Peptide Reconstitution Calculator

Preparing a reliable working concentration of KPV requires accurate calculation of the mass needed to achieve the desired molarity. The following steps outline a practical approach that can be implemented with a spreadsheet or a simple calculator:

1. Determine the molecular weight (MW) of the tripeptide.

Lysine (K) ≈ 146.19 g/mol

Proline (P) ≠ 115.13 g/mol

Valine (V) ≈ 117.15 g/mol

Total MW = 146.19 + 115.13 + 117.15 = 378.47 g/mol

1. Decide on the final concentration of the stock solution, e.g., 10 mM.


2. Calculate the mass of KPV required per milliliter:

Mass (mg) = MW (g/mol) × Desired molarity (mol/L) × 1000 mg/g

For a 10 mM stock:

Mass = 378.47 g/mol × 0.010 mol/L × 1000 mg/g ≈ 3.78 mg/mL

1. Weigh the calculated amount of peptide using an analytical balance.


2. Dissolve in a suitable solvent, typically sterile water or phosphate-buffered saline (PBS). For hydrophobic peptides, adding a small percentage of DMSO or historydb.date ethanol can aid solubilization, but keep the final organic content below 1% to avoid cellular toxicity.


3. Filter the solution through a 0.22 µm filter and aliquot into cryovials. Store at –20 °C for short-term use or –80 °C for long-term storage.

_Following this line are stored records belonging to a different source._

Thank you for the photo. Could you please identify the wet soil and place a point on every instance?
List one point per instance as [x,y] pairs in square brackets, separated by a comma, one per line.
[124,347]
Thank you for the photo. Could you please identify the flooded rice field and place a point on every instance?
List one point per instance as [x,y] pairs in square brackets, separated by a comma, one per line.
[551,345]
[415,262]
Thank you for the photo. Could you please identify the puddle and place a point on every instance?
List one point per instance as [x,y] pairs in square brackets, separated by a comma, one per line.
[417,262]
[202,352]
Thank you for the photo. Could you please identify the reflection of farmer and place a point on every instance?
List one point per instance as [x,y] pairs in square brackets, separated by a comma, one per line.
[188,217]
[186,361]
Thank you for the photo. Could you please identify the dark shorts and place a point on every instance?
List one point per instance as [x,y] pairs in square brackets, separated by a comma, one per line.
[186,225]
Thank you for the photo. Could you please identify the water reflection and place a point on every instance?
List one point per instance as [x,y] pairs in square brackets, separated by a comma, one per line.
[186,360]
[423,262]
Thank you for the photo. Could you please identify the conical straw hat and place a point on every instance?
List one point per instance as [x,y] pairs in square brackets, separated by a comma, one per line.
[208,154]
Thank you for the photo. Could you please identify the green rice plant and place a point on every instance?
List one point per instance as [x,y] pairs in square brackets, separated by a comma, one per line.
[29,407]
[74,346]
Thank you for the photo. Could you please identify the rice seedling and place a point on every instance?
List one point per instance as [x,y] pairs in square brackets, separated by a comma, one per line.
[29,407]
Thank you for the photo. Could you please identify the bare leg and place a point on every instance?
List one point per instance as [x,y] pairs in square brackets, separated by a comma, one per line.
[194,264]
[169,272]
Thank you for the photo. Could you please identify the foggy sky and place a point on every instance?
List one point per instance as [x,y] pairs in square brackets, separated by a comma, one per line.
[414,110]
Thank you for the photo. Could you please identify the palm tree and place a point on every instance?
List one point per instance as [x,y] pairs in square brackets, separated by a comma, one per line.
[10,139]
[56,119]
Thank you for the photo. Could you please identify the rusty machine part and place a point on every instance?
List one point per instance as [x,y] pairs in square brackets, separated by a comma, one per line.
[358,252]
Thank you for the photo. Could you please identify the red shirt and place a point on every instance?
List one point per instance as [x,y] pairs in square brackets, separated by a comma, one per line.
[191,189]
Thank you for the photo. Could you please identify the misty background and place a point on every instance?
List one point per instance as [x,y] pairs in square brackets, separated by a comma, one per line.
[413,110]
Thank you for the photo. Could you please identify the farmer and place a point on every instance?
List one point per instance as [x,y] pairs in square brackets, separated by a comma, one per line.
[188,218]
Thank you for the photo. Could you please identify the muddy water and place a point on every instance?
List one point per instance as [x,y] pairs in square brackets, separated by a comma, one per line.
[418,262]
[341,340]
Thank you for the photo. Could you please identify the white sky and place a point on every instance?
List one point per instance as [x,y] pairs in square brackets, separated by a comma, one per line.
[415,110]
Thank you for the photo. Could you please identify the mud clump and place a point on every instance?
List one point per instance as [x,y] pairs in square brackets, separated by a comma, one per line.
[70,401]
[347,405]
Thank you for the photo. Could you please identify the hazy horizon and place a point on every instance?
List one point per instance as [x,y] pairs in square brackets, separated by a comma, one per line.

The calculator can be extended to accommodate different final concentrations, volumes, or solvent conditions by simply adjusting the input parameters.

Quick Reference

Below is a concise reference sheet summarizing key practical information about KPV that researchers frequently need:

• Molecular weight: 378.47 g/mol

• pKa values (approx.): Lysine ε-amino ~10.5, Proline imide ~0.3, Valine side chain nonpolar

• Solubility: Moderately soluble in water; solubility increases with mild heating or addition of small amounts of organic co-solvent.

• Typical working concentrations in vitro: 1–100 µM

• Typical dosing in vivo (mouse): 0.5–5 mg/kg, often administered intraperitoneally or intravenously depending on the study design.

Preparation Tips:

• When reconstituting for cell culture, use endotoxin-free water and confirm peptide purity by HPLC if possible.


• Avoid repeated freeze-thaw cycles; aliquot into single-use volumes.


• Verify concentration by measuring absorbance at 280 nm (if aromatic residues are present) or by amino acid analysis when precise dosing is critical.

Experimental Considerations:

• KPV’s activity is pH dependent; maintain physiological pH (7.2–7.4) during experiments.


• The peptide can be susceptible to proteolytic degradation in serum; adding a protease inhibitor cocktail may improve stability for prolonged incubations.


• When using KPV as an anti-inflammatory agent, include appropriate controls such as scrambled tripeptide or vehicle alone to account for nonspecific effects.

Safety and Handling:

• Handle peptides with gloves and avoid contact with eyes.


• Dispose of peptide waste according to institutional biohazard guidelines.

By following the reconstitution calculator steps and consulting the quick reference, researchers can prepare accurate KPV solutions that support reliable and reproducible experimental outcomes.